Monday, April 2, 2012

HONEY


                                                            
 She used to take so much pride in her vegetable garden. I wasn’t allowed in it except to till the earth in the spring and pick the fruits of her labor in the fall. She would sit for hours on end, on her little mat, with her garden tools, stripping away each and every weed and imposter that didn’t belong there. Nothing was allowed there but what was intended to be there—the vegetables and the rich black earth they grew in. She would often work her way, from the far side, to the garden gate, so even her tracks wouldn’t show. Like everything she did, pride always took over and she made it so perfect.

After the angels came that July day and took her away, the garden quickly turned to weeds. I was overwhelmed with her passing and knew I couldn’t grow, or tend, a garden that would be up to her standards, so I didn’t even try. It would have been almost sacrilegious to her memory. So, on a warm summer day, I took the fence down, tilled it up, and planted grass seed and two apple trees.
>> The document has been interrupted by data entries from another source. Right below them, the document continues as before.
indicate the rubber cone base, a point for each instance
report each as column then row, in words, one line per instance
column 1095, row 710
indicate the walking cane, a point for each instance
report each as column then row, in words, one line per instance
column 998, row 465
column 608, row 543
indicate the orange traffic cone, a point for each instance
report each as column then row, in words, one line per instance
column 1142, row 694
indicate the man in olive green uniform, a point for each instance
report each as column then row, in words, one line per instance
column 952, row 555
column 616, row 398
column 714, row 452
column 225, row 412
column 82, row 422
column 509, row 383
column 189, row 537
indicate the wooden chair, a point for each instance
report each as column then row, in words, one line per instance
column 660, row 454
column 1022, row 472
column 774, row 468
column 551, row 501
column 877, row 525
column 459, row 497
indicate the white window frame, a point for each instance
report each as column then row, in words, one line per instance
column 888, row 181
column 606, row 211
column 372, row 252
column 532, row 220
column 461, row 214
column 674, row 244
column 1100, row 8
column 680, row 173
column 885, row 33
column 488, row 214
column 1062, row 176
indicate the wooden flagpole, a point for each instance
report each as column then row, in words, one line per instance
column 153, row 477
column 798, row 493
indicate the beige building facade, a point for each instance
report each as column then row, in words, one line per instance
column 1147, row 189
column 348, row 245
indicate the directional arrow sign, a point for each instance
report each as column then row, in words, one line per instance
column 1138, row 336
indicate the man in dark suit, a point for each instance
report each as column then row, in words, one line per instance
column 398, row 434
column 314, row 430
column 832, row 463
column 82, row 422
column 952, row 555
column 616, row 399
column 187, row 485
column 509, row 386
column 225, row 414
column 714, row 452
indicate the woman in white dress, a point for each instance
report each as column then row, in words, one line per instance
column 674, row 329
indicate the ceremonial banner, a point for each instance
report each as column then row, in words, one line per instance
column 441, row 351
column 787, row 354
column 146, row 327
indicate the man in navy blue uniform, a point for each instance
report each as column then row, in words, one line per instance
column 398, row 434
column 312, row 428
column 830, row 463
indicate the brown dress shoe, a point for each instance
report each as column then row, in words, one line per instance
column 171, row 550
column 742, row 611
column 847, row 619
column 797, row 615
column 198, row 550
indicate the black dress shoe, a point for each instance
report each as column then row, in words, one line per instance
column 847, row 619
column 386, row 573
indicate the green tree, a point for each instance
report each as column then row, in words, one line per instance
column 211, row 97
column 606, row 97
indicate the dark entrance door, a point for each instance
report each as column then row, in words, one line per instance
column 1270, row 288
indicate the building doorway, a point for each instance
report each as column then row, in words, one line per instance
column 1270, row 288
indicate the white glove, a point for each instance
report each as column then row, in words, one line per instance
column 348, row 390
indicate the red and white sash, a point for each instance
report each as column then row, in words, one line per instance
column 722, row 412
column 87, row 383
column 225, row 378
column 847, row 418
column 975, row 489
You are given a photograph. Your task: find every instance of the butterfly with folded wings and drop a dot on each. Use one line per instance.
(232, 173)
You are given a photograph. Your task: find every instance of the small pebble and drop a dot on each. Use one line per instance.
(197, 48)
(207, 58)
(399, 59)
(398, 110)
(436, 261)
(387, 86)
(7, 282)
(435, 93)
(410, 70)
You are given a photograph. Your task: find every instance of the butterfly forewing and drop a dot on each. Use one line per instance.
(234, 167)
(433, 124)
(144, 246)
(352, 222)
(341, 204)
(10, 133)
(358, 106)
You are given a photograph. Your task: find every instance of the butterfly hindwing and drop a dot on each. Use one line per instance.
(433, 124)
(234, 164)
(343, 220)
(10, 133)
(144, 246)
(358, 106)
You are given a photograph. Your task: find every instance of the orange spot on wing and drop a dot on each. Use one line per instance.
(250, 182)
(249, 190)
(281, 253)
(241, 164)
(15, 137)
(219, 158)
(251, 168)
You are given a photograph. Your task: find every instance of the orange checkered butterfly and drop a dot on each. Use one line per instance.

Now I wait patiently for spring, and for apple blossoms to bloom over that special spot.

Years ago, Bobby Goldsboro sang a song called, “Honey.” Some parts of it are so reminiscent of her, and the words and melody filter through my mind whenever I walk past that tiny plot of earth.

“One day when I was not at home while she was there and all alone, the angels came. Now all I have is memories of Honey and I wake up nights and call her name.  Now my life’s an empty stage where Honey lived and Honey played and love grew up.  And a small cloud passes overhead and cries down on the flowerbed. And honey I miss you and I’m being good and I long to be with you if only I could.”

Who knew that a song that I listened to, so many times over the last fifty years, would someday fit my mood so closely and seem so relevant. As if it had been written, with my situation in mind, as a melodious expression of how I feel today. Music has always been special in this way. To say something is one thing, but to put it to music makes it so much better. How many times have you searched for the words to say what you want to say and then—there they are—already written and put to music.

People tell me that someday I will turn a corner and the rest of my life will start again. I believe I am on the right path, but it’s not a journey I want to hurry. I can wait to get to that corner. For, you see, my life really started with her. It didn’t amount to much until she came along and completed me. Somehow, no matter what life brings from here on in, I am sure it will end with her, too. It would only be fitting. In the meantime, I’ll buy my vegetables; and the fruit from those apple trees will be awesome.